В приписке, уже не деловой и менее резкой — словно выговорившись и переводя дух,— он прибавил:
«Как все это, в общем, тяжело! Сколько кругом ложных карьер, ложных репутаций, ложных притязаний! И неужели я самое яркое в ряду этих явлений? Но я никогда ни на что не притязал. Как раз в устраненье этой видимости, совершенно невыносимой, я стал писать «Охранную грамоту». (…) Отсюда усиленный автобиографизм моих последних вещей: я не любуюсь тут ничем, я отчитываюсь как бы в ответ на обвиненье, потому что давно себя чувствую двойственно и неловко. Поскорей бы довести до конца совокупность этих разъяснительных работ. И тогда я буду надолго свободен, я писательство брошу».
В таком настроении встречал он тридцатый год.

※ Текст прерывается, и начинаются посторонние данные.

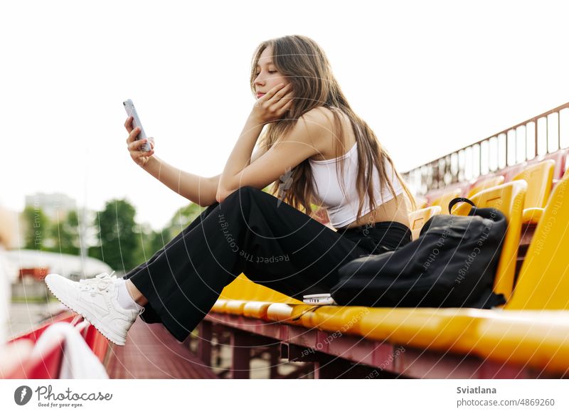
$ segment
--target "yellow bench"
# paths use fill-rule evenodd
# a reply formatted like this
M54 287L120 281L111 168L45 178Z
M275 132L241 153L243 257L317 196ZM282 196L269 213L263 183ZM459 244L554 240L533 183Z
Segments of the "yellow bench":
M495 292L509 297L501 309L312 307L284 295L278 298L279 303L273 303L277 301L272 298L277 298L274 291L260 287L262 289L257 288L255 297L250 298L257 302L252 306L259 312L250 309L248 316L257 314L308 329L339 331L443 352L471 353L504 363L564 373L569 368L569 295L566 294L569 260L560 254L559 246L569 245L568 183L566 176L555 187L545 208L513 294L510 293L527 184L514 181L473 198L477 206L494 205L509 218L494 285ZM453 213L467 213L468 208L467 204L457 205ZM231 285L228 288L230 294L240 294L232 292Z

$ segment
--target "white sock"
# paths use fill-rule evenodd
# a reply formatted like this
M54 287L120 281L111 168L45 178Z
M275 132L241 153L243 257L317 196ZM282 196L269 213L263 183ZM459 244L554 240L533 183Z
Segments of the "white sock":
M134 302L134 298L129 292L129 290L127 289L127 281L122 278L117 278L117 282L119 289L119 294L117 297L117 300L119 301L119 304L124 309L137 311L142 309L143 307Z

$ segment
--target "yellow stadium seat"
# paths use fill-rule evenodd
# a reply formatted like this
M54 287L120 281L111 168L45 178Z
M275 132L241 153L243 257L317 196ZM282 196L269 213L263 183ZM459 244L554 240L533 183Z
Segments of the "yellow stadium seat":
M536 228L511 309L569 309L569 176L555 186Z
M513 180L525 180L528 183L522 216L524 224L539 222L551 192L555 167L555 161L548 159L529 165L514 177Z
M449 214L449 203L452 198L460 197L462 193L461 189L452 189L448 191L443 193L442 196L433 200L430 203L431 206L439 206L441 208L441 213L442 214Z
M521 234L521 218L527 187L527 183L523 181L512 181L484 190L471 198L477 207L497 208L504 213L508 221L508 229L506 231L496 271L494 290L496 293L503 294L506 300L511 294L514 287L518 246ZM469 204L459 203L452 208L452 213L467 215L470 208Z
M499 293L507 292L507 281L513 277L511 262L515 262L516 249L511 246L516 235L519 238L526 187L524 181L517 180L473 197L477 206L498 208L509 220L494 286ZM514 294L501 309L314 307L290 302L250 302L245 305L243 314L445 353L470 353L482 359L515 363L548 372L566 372L569 259L559 253L569 245L568 190L569 176L551 194ZM453 213L467 213L468 208L469 205L459 204ZM248 306L253 312L248 312Z
M485 180L474 183L474 186L468 192L468 198L470 198L474 194L483 191L487 189L495 187L504 184L504 176L494 176Z
M433 216L440 214L442 208L440 206L433 206L425 207L420 210L412 211L409 213L409 222L411 223L411 232L413 233L413 240L419 237L423 225Z

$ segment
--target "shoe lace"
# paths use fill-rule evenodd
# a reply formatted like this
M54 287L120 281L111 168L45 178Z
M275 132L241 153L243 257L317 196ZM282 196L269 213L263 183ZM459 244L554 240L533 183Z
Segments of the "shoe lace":
M95 290L95 287L99 290L105 290L109 287L109 285L115 283L116 280L117 276L115 275L115 270L113 270L110 275L104 272L96 275L95 277L81 279L79 283L81 285L80 289L83 290Z

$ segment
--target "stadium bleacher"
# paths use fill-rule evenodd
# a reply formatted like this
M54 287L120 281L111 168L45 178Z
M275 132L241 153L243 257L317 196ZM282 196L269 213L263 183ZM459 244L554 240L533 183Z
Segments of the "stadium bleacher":
M457 196L506 215L509 225L494 285L507 299L504 305L491 309L313 306L241 274L225 287L186 345L211 366L213 349L228 344L230 378L249 378L251 358L260 349L270 350L271 378L567 378L569 259L563 249L569 245L569 149L560 147L560 128L558 147L546 154L538 154L538 149L551 148L548 137L526 137L535 144L533 156L526 159L517 159L515 147L509 149L507 139L509 131L544 117L560 119L562 111L569 111L569 103L469 146L478 148L472 152L480 164L471 166L469 174L456 164L467 152L462 149L405 175L420 201L420 208L410 214L414 239L435 215L467 214L466 203L448 211L448 202ZM492 171L483 168L482 149L493 142L499 147L501 137L501 159ZM25 354L26 338L18 339L22 348L12 351ZM100 348L97 354L102 357L104 351L109 349ZM309 365L282 376L276 369L280 359ZM29 362L26 366L33 366ZM11 376L16 376L9 377L21 378L17 376L22 369L33 368L12 368Z

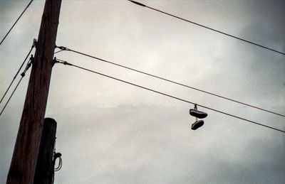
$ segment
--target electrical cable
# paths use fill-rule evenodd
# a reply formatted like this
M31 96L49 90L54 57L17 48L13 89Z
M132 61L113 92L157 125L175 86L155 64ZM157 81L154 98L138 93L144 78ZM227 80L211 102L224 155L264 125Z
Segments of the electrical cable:
M16 22L13 24L12 27L10 28L10 30L8 31L8 33L6 34L6 36L4 36L4 38L2 39L2 40L0 43L0 45L1 44L2 44L3 41L5 40L6 37L7 37L7 36L9 35L9 33L10 33L10 31L12 30L12 28L14 28L14 26L16 25L16 23L18 22L18 21L20 19L20 18L22 16L22 15L24 14L24 13L26 11L26 10L28 9L28 7L30 6L30 4L31 4L31 2L33 0L31 0L28 4L27 5L27 6L26 7L26 9L23 11L22 13L21 13L20 16L18 18L18 19L16 21Z
M13 92L11 94L10 97L8 99L7 102L6 102L4 107L3 107L1 112L0 112L0 117L2 114L3 112L4 111L6 107L7 106L8 103L10 102L11 98L13 97L13 94L14 94L16 90L17 90L19 85L21 83L21 81L22 81L22 79L24 78L24 77L25 77L26 75L26 71L28 70L28 68L31 67L31 63L32 63L32 60L31 60L28 64L26 66L25 70L24 70L24 72L21 74L21 79L19 80L19 81L18 82L18 84L16 85L16 86L15 87L15 89L14 90Z
M157 76L157 75L149 74L149 73L147 73L147 72L142 72L142 71L140 71L140 70L135 70L135 69L133 69L133 68L125 66L125 65L119 65L119 64L117 64L115 63L113 63L113 62L110 62L110 61L108 61L108 60L103 60L103 59L95 57L95 56L92 56L92 55L88 55L88 54L86 54L86 53L83 53L74 50L71 50L71 49L66 48L66 47L63 47L63 46L56 46L56 47L61 49L61 50L67 50L67 51L73 52L73 53L78 53L78 54L81 54L81 55L85 55L85 56L88 56L88 57L90 57L91 58L96 59L96 60L98 60L107 63L123 67L123 68L126 68L128 70L133 70L133 71L135 71L135 72L140 72L140 73L148 75L148 76L151 76L152 77L155 77L155 78L157 78L157 79L160 79L160 80L165 80L165 81L173 83L173 84L176 84L176 85L180 85L180 86L183 86L183 87L187 87L187 88L190 88L190 89L192 89L192 90L197 90L197 91L200 91L200 92L204 92L204 93L207 93L207 94L211 94L211 95L213 95L213 96L215 96L215 97L220 97L220 98L222 98L222 99L227 99L227 100L229 100L229 101L232 101L232 102L236 102L236 103L239 103L239 104L243 104L243 105L246 105L246 106L248 106L248 107L252 107L252 108L255 108L255 109L259 109L259 110L261 110L261 111L264 111L264 112L269 112L269 113L271 113L271 114L276 114L276 115L279 115L279 116L285 117L285 115L281 114L279 114L279 113L276 113L276 112L272 112L272 111L264 109L258 107L256 106L254 106L254 105L251 105L251 104L246 104L244 102L239 102L239 101L237 101L237 100L235 100L235 99L230 99L230 98L228 98L228 97L222 97L222 96L217 94L209 92L207 92L207 91L204 91L204 90L200 90L200 89L196 88L196 87L191 87L191 86L189 86L189 85L184 85L184 84L182 84L182 83L180 83L180 82L175 82L173 80L167 80L167 79L165 79L165 78L162 78L162 77Z
M271 127L271 126L267 126L267 125L265 125L265 124L257 123L257 122L254 121L248 120L248 119L247 119L245 118L242 118L242 117L238 117L238 116L236 116L236 115L232 115L231 114L229 114L229 113L227 113L227 112L222 112L222 111L219 111L219 110L217 110L217 109L212 109L212 108L210 108L210 107L206 107L206 106L204 106L204 105L198 104L196 104L196 103L194 103L194 102L192 102L181 99L181 98L178 98L178 97L167 94L166 93L163 93L163 92L159 92L159 91L156 91L156 90L152 90L152 89L143 87L143 86L135 85L134 83L131 83L131 82L125 81L125 80L120 80L120 79L118 79L118 78L115 78L115 77L113 77L110 76L110 75L105 75L105 74L103 74L103 73L100 73L100 72L95 72L94 70L89 70L88 68L85 68L85 67L81 67L81 66L78 66L78 65L76 65L69 63L68 63L66 61L64 61L64 60L62 60L56 59L56 62L58 63L63 64L63 65L73 66L75 67L77 67L77 68L79 68L79 69L81 69L81 70L86 70L86 71L88 71L88 72L90 72L95 73L95 74L98 74L98 75L100 75L108 77L108 78L111 78L111 79L113 79L113 80L118 80L118 81L120 81L120 82L128 84L128 85L133 85L133 86L135 86L135 87L138 87L148 90L148 91L151 91L151 92L155 92L155 93L158 93L158 94L162 94L162 95L168 97L176 99L187 102L187 103L190 103L190 104L197 104L197 106L200 106L201 107L203 107L203 108L205 108L205 109L209 109L209 110L212 110L212 111L214 111L214 112L219 112L219 113L221 113L221 114L225 114L225 115L227 115L227 116L229 116L229 117L234 117L234 118L237 118L237 119L239 119L248 121L249 123L252 123L252 124L257 124L257 125L259 125L259 126L262 126L266 127L268 129L274 129L274 130L276 130L276 131L281 131L281 132L285 133L285 131L283 131L283 130L281 130L281 129L276 129L276 128L274 128L274 127Z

28 сентября 1930 года Пастернак сдал «Спекторского» в ГИХЛ (Государственное издательство художественной литературы). Это было самое начало его второго периода, то самое «второе рожденье», которое ознаменовалось влюбленностью в Зинаиду Нейгауз. И точно — тут ему стало везти: вещь не была отвергнута однозначно, издательство устроило публичное обсуждение. 14 марта Пастернак читал поэму в издательстве, а две недели спустя — в писательском клубе. В издательстве собрали критиков, устроили чай. Почти никто ничего не понял, только Шкловский восхищался и доказывал абсолютную связность и законченность романа; зато публичное чтение в клубе писателей, как всегда, имело колоссальный успех. Верили не смыслу, а звуку, и рядовой читатель понимал Пастернака лучше, нежели критик, везде искавший «пару доньев». Раз никто ничего не понимает — значит, большой крамолы нет; решили печатать. Так «Спекторский» — без строф о девочке в чулане и о том, как пускали нагишом,— был напечатан в Москве, в июле 1931 года, с более чем красноречивым эпиграфом из «Медного всадника» — «Были здесь ворота». В однотомнике 1933 года, вышедшем в «Издательстве писателей в Ленинграде», Пастернак купюры восстановил и эпиграф снял.